In Grant & Ors v Darebin City Council [2011] VCAT 2364, the Tribunal considered a preliminary question as to whether a permit was triggered under clause 52.29. Specifically, the Tribunal considered whether either:

  • the removal of the vehicle access to St Georges Road; or
  • the increase in vehicle movements in the right of way which accessed St Georges Road,

constituted an alteration to the access to St Georges Road.

The decision provides some guidance as to what constitutes an alteration to an access for the purposes of clause 52.29.

Before coming to these 2 questions, the Tribunal had to identify the land subject to the clause.

On this point, the Tribunal followed an earlier decision in Mount Eliza Action Group Inc. v Mornington Peninsula SC [2010] VCAT 699 and held that clause 52.29 only applied to land 'lying near, close or contiguous' to the land within the Road Zone Category 1. In practical terms, this means that works within the Road Zone Category 1, such as a new crossover or an alteration to a crossover, do not trigger a permit under clause 52.29 'because such works are not works to (but are works on) a road'.

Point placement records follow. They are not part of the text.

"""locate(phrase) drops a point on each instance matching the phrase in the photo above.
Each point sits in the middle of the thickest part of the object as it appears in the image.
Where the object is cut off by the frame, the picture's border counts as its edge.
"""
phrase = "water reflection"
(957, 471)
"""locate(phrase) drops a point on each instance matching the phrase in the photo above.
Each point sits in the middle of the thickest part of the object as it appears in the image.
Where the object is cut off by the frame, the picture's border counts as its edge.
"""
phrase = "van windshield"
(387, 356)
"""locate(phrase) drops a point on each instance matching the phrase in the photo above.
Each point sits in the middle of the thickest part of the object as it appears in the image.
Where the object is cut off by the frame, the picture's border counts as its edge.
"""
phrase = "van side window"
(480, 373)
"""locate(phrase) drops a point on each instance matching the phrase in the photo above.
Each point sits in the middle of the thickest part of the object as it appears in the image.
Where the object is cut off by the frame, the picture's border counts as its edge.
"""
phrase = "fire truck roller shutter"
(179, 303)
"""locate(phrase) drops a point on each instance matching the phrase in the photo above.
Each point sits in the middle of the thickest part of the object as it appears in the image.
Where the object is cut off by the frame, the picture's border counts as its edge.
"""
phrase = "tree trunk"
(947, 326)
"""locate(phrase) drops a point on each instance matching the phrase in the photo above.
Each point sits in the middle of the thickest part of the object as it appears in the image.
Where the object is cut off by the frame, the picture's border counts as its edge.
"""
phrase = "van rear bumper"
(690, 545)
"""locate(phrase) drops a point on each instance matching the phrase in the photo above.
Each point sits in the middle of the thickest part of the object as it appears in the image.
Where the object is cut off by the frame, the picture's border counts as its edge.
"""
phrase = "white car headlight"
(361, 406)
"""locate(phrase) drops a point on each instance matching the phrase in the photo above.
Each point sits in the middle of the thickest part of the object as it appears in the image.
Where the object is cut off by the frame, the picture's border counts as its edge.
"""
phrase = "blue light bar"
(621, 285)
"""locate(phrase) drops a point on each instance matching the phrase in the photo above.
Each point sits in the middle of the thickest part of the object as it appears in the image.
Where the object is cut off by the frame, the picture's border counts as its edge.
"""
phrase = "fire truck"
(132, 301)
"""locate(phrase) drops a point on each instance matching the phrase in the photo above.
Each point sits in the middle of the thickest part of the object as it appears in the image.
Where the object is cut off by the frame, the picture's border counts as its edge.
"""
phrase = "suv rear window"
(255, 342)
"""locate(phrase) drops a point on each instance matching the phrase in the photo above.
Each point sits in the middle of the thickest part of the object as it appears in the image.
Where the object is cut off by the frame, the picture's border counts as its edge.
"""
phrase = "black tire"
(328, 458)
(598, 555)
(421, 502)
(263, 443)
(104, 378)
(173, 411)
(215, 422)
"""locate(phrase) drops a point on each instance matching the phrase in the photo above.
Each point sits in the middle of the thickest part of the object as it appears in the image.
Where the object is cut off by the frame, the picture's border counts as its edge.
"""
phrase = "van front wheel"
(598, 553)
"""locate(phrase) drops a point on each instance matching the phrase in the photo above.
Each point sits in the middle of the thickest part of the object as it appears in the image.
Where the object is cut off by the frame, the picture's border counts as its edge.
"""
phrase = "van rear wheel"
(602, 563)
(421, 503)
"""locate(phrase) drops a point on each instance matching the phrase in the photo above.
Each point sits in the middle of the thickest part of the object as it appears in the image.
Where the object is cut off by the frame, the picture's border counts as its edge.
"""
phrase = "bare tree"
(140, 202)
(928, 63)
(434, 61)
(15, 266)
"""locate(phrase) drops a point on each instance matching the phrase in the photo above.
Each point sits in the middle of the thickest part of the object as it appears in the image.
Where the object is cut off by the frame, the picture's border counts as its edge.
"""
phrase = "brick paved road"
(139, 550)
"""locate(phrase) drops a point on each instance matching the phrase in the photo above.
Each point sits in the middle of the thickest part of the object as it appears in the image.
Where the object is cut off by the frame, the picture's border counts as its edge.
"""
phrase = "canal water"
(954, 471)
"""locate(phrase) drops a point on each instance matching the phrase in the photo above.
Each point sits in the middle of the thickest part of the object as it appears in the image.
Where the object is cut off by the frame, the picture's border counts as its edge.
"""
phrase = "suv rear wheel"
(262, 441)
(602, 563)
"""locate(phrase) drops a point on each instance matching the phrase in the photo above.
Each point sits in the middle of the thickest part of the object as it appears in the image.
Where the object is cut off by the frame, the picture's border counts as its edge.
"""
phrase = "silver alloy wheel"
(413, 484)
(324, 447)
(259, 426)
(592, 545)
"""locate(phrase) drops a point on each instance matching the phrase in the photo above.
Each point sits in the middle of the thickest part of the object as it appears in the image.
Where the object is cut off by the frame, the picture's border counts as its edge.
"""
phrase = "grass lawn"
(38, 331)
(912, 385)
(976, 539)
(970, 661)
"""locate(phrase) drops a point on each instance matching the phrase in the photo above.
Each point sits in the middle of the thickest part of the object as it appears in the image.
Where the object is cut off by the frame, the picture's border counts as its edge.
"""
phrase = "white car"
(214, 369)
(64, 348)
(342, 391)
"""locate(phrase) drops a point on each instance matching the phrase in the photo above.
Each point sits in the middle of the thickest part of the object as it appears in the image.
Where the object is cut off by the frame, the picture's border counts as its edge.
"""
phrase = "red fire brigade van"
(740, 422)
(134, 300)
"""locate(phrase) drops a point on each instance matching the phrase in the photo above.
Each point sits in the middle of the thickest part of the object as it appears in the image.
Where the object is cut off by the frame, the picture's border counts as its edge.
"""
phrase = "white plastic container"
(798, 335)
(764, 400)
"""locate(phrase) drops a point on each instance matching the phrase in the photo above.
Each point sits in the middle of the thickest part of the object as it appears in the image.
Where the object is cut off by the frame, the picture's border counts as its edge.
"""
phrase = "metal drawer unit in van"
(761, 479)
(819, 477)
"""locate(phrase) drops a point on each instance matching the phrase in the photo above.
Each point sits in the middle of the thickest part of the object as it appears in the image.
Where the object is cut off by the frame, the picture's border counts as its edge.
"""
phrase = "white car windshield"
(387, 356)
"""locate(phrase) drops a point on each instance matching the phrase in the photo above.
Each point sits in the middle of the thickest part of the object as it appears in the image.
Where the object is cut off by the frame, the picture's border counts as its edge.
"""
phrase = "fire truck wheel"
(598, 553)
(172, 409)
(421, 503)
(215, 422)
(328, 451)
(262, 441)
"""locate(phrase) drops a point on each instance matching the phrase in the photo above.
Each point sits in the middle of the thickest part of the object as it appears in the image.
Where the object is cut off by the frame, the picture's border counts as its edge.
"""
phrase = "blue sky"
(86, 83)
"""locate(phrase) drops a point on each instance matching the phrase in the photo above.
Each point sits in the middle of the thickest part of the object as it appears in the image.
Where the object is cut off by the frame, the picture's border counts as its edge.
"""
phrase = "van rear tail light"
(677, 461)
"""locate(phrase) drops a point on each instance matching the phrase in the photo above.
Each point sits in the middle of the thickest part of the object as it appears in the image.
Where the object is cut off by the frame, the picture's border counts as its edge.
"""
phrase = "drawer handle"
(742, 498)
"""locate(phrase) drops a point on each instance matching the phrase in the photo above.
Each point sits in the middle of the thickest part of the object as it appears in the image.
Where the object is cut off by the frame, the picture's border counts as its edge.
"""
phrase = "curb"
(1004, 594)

Accordingly, when identifying the land to which clause 52.29 applies, it is only the land that both adjoins and provides the access to the Road Zone Category 1 that needs to be examined to determine whether access is proposed to be created or altered. It is important to note that what will be adjoining will depend on the facts in each case.

On the question as to whether the proposed removal of the existing access triggered a permit, the Tribunal held that the removal of the access did not constitute an alteration under clause 52.29. The Tribunal relied on the ordinary meaning of the word 'alter' and held that:

"There is a difference between alteration and deletion and in this case the access is being deleted, being replaced by a building with a coffee shop at ground level."

On the question of the use of the right of way, the Tribunal said that was not an alteration and observed that:

"The right of way currently exists and provides access to and from St Georges Road to properties including the subject land. That such access has not been used to the extent [proposed] by the subject land does not take away its right to do so and that does not in any way alter the existing access point being the right of way."

The implications of the decisions in Grant and Mt Eliza Action Group should remain at the forefront of planners' minds when assessing applications that propose to alter existing access, or create new access, to land in a Road Zone Category 1.